Певица с недоверием покачала головой.
– Попытка? Хотелось бы мне слышать вашу серьезную игру, чтобы знать, каков ваш талант. Однако неужели вы и в самом деле лишаете публику возможности наслаждаться этим талантом и проявляете его только в кругу своих близких?
– В кругу моих близких? – со странным ударением повторил Альмбах. – Я не дотрагиваюсь до рояля при них… в особенности при своей жене.
– Вы уже женаты? – поспешно вырвалось у итальянки, и лицо ее внезапно побледнело.
– Да, синьора!
Это «да» прозвучало тяжело и холодно, и легкая усмешка, заигравшая было на губах певицы, когда она взглянула на двадцатичетырехлетнего Альмбаха, мгновенно исчезла.
– По-видимому, в Германии очень рано женятся, – спокойно заметила она.
– Иногда.
Пауза, наступившая после краткого ответа Альмбаха, очевидно, была несколько тягостна для молодой итальянки; она быстро перевела разговор на другую тему:
– Боюсь, что вы уже подверглись испытанию, о котором я предупреждала. Как бы то ни было, все в восторге от вашего исполнения.
– Может быть! – с небрежным жестом отозвался Альмбах. – И тем не менее оно предназначалось не для всех.
– Не для всех? Для кого же? – спросила синьора Бьянкона, устремляя на него свой взгляд.
Альмбах тоже взглянул на нее, и их взоры встретились. В глазах Альмбаха горел тот же огонь, что и во взоре артистки, в них светилась та же пылкая, страстная душа, мерцала та же демоническая искра, которая достается в удел только гениальным натурам и часто становится их проклятием, если любящая рука не охраняет их и если эта искра разгорается в пламя, несущее с собой не свет, а гибельное зло.

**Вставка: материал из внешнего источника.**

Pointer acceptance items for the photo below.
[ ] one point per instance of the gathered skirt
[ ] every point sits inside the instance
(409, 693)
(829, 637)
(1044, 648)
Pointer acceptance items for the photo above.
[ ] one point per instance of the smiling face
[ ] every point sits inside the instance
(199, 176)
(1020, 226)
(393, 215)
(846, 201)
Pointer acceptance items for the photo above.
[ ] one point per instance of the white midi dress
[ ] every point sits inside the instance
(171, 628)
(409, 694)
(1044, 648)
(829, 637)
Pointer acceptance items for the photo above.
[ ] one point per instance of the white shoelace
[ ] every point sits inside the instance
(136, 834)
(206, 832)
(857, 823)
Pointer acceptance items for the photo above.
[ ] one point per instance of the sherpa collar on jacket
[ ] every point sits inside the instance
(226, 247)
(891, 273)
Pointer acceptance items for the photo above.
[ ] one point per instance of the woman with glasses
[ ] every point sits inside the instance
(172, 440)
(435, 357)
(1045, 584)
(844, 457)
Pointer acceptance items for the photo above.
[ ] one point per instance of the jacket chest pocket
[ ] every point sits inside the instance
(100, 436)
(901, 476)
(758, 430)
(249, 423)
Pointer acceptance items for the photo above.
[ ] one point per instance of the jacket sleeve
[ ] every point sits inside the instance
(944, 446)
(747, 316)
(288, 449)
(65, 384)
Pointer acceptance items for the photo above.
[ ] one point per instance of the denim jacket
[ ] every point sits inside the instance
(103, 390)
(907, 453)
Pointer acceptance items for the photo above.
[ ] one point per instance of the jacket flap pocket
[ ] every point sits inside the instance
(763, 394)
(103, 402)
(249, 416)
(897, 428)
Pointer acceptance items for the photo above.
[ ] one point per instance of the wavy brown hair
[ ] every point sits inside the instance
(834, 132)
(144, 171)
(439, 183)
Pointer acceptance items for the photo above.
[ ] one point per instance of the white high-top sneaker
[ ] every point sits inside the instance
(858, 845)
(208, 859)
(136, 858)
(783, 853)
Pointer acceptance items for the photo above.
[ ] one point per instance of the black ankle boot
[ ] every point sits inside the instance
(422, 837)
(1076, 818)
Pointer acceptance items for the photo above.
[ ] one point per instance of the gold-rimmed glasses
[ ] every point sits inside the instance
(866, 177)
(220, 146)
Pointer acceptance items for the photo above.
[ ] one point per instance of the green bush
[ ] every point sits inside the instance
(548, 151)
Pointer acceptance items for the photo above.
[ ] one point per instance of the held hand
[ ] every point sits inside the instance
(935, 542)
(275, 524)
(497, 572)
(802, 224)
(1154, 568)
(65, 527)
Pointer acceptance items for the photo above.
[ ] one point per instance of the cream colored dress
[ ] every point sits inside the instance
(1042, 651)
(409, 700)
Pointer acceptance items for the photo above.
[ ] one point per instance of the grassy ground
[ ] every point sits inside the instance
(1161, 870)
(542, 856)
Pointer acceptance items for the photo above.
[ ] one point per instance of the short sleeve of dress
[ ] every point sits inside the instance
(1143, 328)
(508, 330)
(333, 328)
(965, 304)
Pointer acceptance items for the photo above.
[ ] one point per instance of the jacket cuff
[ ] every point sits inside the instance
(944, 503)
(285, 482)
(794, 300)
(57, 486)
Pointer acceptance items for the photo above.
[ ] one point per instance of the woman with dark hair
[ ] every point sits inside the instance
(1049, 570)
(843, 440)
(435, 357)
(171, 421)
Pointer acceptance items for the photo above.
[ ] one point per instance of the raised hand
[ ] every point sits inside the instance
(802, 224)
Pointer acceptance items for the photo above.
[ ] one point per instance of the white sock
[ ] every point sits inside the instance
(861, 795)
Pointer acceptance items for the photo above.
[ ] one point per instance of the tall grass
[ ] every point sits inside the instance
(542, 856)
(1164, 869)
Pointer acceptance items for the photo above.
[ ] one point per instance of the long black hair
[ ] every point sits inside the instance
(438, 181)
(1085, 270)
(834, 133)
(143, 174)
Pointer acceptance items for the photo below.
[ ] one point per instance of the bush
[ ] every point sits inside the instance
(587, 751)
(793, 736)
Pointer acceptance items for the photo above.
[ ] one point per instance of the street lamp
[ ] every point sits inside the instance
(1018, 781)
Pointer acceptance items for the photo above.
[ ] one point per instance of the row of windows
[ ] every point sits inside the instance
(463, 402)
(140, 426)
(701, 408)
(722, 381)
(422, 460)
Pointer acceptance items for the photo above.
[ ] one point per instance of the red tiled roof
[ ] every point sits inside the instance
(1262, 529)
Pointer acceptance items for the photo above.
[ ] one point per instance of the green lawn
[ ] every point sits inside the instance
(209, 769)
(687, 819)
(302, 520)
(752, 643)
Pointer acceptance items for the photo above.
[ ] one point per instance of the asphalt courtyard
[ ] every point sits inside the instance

Он подошел ближе к артистке и, понизив голос, в котором, тем не менее, звучало глубокое волнение, заговорил:
– Я играл лишь для одной, в голосе которой, когда она несколько часов тому назад передавала бессмертное, гениальное произведение, воплотились его высшая красота и высшая поэзия как для меня, так и для всех. Вас сегодня всячески прославляли, синьора! Все, в чем могло выразиться восторженное преклонение, было положено к вашим ногам. Неизвестный вам, ничтожный человек тоже хотел высказать, насколько он вами восторгается, и он объяснил вам это на единственно достойном вас языке. Не чужд этот язык и для него.
В этих словах было нечто большее, чем простая любезность, в них звучал неподдельный восторг, и синьора Бьянкона была в достаточной степени артисткой, чтобы оценить его, в достаточной мере женщиной, чтобы понять, что скрывается за ним. Она очаровательно улыбнулась.
– Да, я убедилась в том, что вы отлично владеете им. Но неужели я больше не услышу вашу игру?
– Едва ли! – мрачно отозвался молодой человек. – Я знаю, что вы скоро возвращаетесь в Италию, а я… остаюсь у себя на севере. Бог весть, встретимся ли мы когда-нибудь!
– Наш импресарио намерен остаться здесь до мая, – быстро перебила его певица. – В таком случае наша сегодняшняя встреча будет не последней? Конечно, нет! Я надеюсь еще увидеть вас.
– Синьора!
Но страстная вспышка молодого человека была лишь мгновенной. Казалось, не то воспоминание, не то внезапное предостережение пронизало его; он отступил назад и низко, холодно поклонился.